Award-winning chef and food pioneer Dan Barber has bad news for farm-to-table disciples: their efforts to disrupt Big Food are not working. The farm-to-table philosophy, which advocates locally grown food cultivated by nearby farmers, has gone mainstream and produced “locavores” throughout America. Yet its influence continues to be limited Barber argues in his new book "The Third Plate."
"Farm-to-table -- the way it stands now -- is not going to change or fundamentally shift how we eat," he tells Yahoo Finance during an interview at his restaurant Blue Hill at Stone Barns.
Barber comes to this “sobering” conclusion 10 years after he first started researching the book. He found that agribusinesses and other corporate food suppliers have gotten bigger, not smaller. He cites data that shows medium-sized farms are rapidly disappearing (100,000 over the last five years) and the percentage of land devoted to commodity crops such as corn, soy and wheat are increasing.
“How do we make sense of this odd duality: a food revolution on one hand, an entrenched status quo on the other?” Barber asks New York Times readers in his May 17 New York Times column.
Barber’s answer is to eat food that nourishes both the soil and the soul. The third plate in the title of his book is a metaphor for how Barber foresees the future of farming, dining and the farm-to-table movement. This future would end the practice of “cherry-picking the things we most want to eat” and center on the whole farm, including the crops and parts of the animal that are often ignored or cast away. Since Barber owns the family-run farm Blue Hill in Massachusetts, he has a stake in whether the soil-and-soul approach succeeds.
“The way we’re eating undermines our health and abuses natural resources,” Barber argues in his book. “The conventional food system cannot be sustained. Food cannot be reduced to single ingredients…it requires a web of relationships.”
Barber’s vision replaces favorite food staples such as pasta and white rice with “lowly” or underutilized crops such as millet, barley, rye and buckwheat. Farmers plant these grains and cover crops like mustard and clover to restore nutrients in the soil after a growing season. They’re also important to small farmers because these crops reduce pests and diseases for future healthy harvests – a system that relies on meticulous rotation and one that emphasizes a connection to the land as opposed to dependency on pesticides and chemicals. If individuals consume more of these “low-hanging fruits” then the world would have “truly sustainable food,” explains Barber.

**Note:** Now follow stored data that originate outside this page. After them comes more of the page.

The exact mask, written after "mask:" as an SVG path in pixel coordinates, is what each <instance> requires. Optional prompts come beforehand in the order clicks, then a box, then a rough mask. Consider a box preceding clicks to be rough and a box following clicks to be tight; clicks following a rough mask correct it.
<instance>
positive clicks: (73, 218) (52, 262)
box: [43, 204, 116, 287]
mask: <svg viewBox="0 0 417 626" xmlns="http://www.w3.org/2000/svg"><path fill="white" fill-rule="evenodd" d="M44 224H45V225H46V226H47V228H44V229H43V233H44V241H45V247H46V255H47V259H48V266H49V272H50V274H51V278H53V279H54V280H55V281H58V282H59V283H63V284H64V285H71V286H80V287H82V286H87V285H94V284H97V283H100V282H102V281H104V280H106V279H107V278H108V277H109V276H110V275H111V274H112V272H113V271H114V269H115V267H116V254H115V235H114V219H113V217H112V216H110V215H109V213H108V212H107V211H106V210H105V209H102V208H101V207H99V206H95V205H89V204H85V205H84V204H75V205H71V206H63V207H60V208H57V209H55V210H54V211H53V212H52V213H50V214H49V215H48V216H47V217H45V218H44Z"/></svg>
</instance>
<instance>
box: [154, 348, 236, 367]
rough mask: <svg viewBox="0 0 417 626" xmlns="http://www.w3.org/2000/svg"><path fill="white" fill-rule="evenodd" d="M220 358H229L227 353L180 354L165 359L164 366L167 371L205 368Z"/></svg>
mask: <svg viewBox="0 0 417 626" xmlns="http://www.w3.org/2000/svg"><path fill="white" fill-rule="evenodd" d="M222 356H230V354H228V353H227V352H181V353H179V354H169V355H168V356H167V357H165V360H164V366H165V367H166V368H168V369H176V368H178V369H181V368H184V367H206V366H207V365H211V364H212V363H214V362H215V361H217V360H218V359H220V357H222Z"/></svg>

Barber says humanity’s expectations that the Earth will always abundantly produce what we want to eat are dumbfounding. “We cannot demand that luxury with 6 billion people,” he adds. “My philosophy of eating is really a response to what the land tells us to grow.”
Barber also dismisses the notion that eating more vegetables solves some of the world’s food crises. Tomatoes are delicious but they “require a tremendous amount of fertility from the soil. If you compare what it takes to become a tomato versus a mature buckwheat, it’s the difference between a Hummer and a Prius,” he says.
Will the government play a role in this new reality?
“The marketplace will drive this,” he says adamantly. “If we have diversity [in our diets] we can very much compete with the industrial food chain. Change the culture first, then create the demand.”